Muitas delas acabam perdendo o casamento né? Porque o pai culpa a mãe pela perda, a mãe culpa o pai pela perda. A mãe sofre e o pai não admite esse sofrimento porque o filho “procurou aquilo ali”. Tem muito julgamento moral em cima disso. “Ele não tinha nada que estar ali, ele tava fazendo coisa errada!”. Isso quando o resto da família não culpa a mãe porque não conseguiu tirar o filho do caminho que ele escolheu. “Você deu mole, deixou ele muito solto, você não via com quem ele andava, não conhecia as amizades, não deu limites”, são várias interrogações. Mas eles não entendem que o fato está consumado. Por mais que a mãe possa ter tido as suas falhas, ela está sofrendo também! Não há respeito para isso. Fora os casos de depressão, aí não quer mais ter relações sexuais com o marido, que se estressa ainda mais, não consegue cuidar dos outros filhos e, pra piorar, o marido não entende nada disso! Ainda tem os casos em que o casamento já não estava bem e desmorona de vez com a tragédia. Aí as brigas vão se amontoando e a dor aumenta mais, o ressentimento aumenta mais e o casamento acaba. Isso acontece muito! E tem as sequelas físicas como infartos, AVC´s (Acidente Vascular Cerebral), hipertensão, diabetes, câncer.

 

Existem vários grupos de atendimento para reparação psíquica como o NAPAVE* que, inclusive, presta esse serviço para a Rede de Mães. Queria que você me contasse um pouco sobre a importância de se ter esse tipo de acompanhamento.  

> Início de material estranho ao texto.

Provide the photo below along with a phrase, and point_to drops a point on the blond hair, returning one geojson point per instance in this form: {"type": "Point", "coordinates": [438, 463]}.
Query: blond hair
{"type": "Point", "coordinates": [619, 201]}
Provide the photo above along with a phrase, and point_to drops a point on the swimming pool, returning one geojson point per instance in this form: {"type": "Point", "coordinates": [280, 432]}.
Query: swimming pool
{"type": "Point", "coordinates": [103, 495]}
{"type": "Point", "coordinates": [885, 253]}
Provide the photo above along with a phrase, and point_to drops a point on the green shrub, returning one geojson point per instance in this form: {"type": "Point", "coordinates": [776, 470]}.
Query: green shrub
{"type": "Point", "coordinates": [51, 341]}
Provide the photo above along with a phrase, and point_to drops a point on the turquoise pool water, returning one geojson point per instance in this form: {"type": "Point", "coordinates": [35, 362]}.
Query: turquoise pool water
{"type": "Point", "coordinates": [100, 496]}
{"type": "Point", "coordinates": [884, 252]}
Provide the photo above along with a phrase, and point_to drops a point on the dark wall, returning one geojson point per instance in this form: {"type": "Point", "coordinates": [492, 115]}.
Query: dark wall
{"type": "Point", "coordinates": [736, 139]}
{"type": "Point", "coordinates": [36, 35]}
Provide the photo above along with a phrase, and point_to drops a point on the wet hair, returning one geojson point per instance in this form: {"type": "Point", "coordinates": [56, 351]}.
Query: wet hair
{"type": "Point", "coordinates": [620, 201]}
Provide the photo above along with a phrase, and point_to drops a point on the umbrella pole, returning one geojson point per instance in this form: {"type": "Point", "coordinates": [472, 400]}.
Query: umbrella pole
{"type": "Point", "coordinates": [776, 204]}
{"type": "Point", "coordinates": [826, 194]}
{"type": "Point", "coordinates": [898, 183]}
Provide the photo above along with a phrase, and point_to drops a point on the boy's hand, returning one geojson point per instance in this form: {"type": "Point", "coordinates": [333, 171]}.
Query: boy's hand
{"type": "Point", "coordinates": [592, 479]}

O documentário foi muito importante para que a Rede de Mães pudesse se levantar. Quando levamos esse debate para vários lugares, passamos a ser conhecidas e conseguimos apoio de vários parceiros e acabamos conhecendo o trabalho e o pessoal do NAPAVE que nos ajudam a sobreviver depois de uma tragédia como essa. Essas mães que não conseguem mais ter uma vida normal como esposa, mulher e ser humano precisam se tratar psicologicamente para que elas tenham cabeça para recomeçar a viver. Como elas não têm em suas próprias casas o espaço para vivenciar o luto, falar sobre sua perda e chorar, nos encontros com o NAPAVE ela acaba tendo tudo isso. Ela pode se dar ao luxo de recordar os momentos felizes que passaram juntos! Tudo isso sem precisar ser julgada. Não se questiona nada.

 

*sigla para Núcleo de Atenção Psicossocial a Afetados pela Violência de Estado, projeto financiado pelo Fundo de Combate à Tortura da ONU, e que conta com apoio institucional do Instituto Superior de Estudos da Religião (ISER); é uma junta de psicólogos que fazem serviços de atendimento para reparação psíquica em vários grupos vulnerabilizados, incluindo a Rede de Mães e Familiares Vítimas da Violência da Baixada.